Depression, chronic stress, anxiety, anger, pessimism, and life dissatisfaction are all associated with potentially harmful biologic responses. These include irregularities of heart rate and rhythm; increased digestive complaints, blood pressure and inflammation; and reduced blood flow to the heart, the writing group notes.

“A large body of study data now make it clear that psychological health can impact a patient’s heart health, just as diabetes, hypertension, and hyperlipidemia can, and that improving our patients’ psychological health is likely to lead to reduced cardiac risk down the road,” Levine said.

The cumulative effect of daily stressors and exposure to traumatic events can also increase the risk for CVD. Patients’ self-reports of general and work-related stress have been associated with an up to 40% increased risk of developing or dying from CVD, the writing group notes.

“Most studies of psychological health are observational, with many involving self-reporting from patients, which presents challenges to establishing specific cause and effect relationships,” Levine said in a news release.

“However, a preponderance of such studies is highly suggestive and allows one to make reasonable conclusions about an association between negative psychological health and cardiovascular risk,” he noted.

Negative psychological health is also associated with health behaviors that raise the risk for CVD, including smoking, lower levels of physical activity, unhealthy diet, being overweight, and not taking medications as prescribed.

The writing group advises regular mental health screening for people with or at risk for CVD, and notes that psychological therapy and mind–body programs can lead to better heart health.

Programs that improve psychological health include cognitive behavioral therapy, psychotherapy, collaborative care management approaches, stress reduction therapy, and meditation.

On a Positive Note

Studies have also shown that positive psychological health — including happiness, gratitude, sense of purpose, life satisfaction, and mindfulness — is associated with a lower risk for CVD and a greater likelihood of beneficial health behaviors.

These include smoking cessation, increased physical activity, heart-healthy eating, increased medication adherence, and regular check-ups and health screenings.

People with better mental health also tend to have positive social relationships, support, and connections, which can facilitate healthier adaptation to life’s challenges.

“We hope that clinicians will understand and recognize that we need to consider not only the patient’s specific disease, but the patient’s psychological health as well,” Levine told | Medscape Cardiology.

“For example, depressed patients are less likely to take the medications we prescribe.
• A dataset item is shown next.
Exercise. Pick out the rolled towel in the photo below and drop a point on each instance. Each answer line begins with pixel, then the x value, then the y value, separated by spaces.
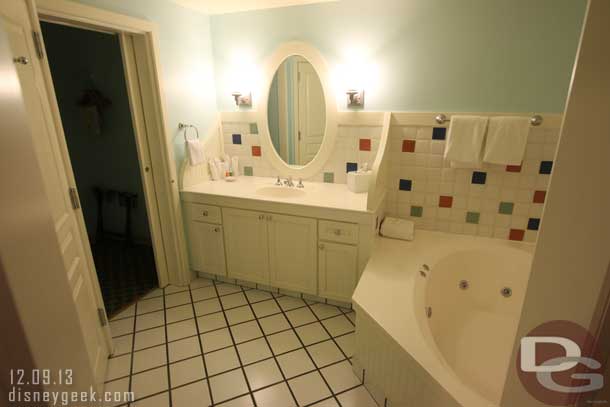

Just as we assess and treat more standard cardiac risk factors, such as hypertension and hyperlipidemia, so should we assess and address psychological factors, which can also impact our patients cardiac risk and prognosis,” he said.

The writing group has no relevant disclosures. This s cientific statement was prepared by the volunteer writing group on behalf of the AHA Council on Clinical Cardiology; the Council on Arteriosclerosis, Thrombosis and Vascular Biology; the Council on Cardiovascular and Stroke Nursing; and the Council on Lifestyle and Metabolic Health.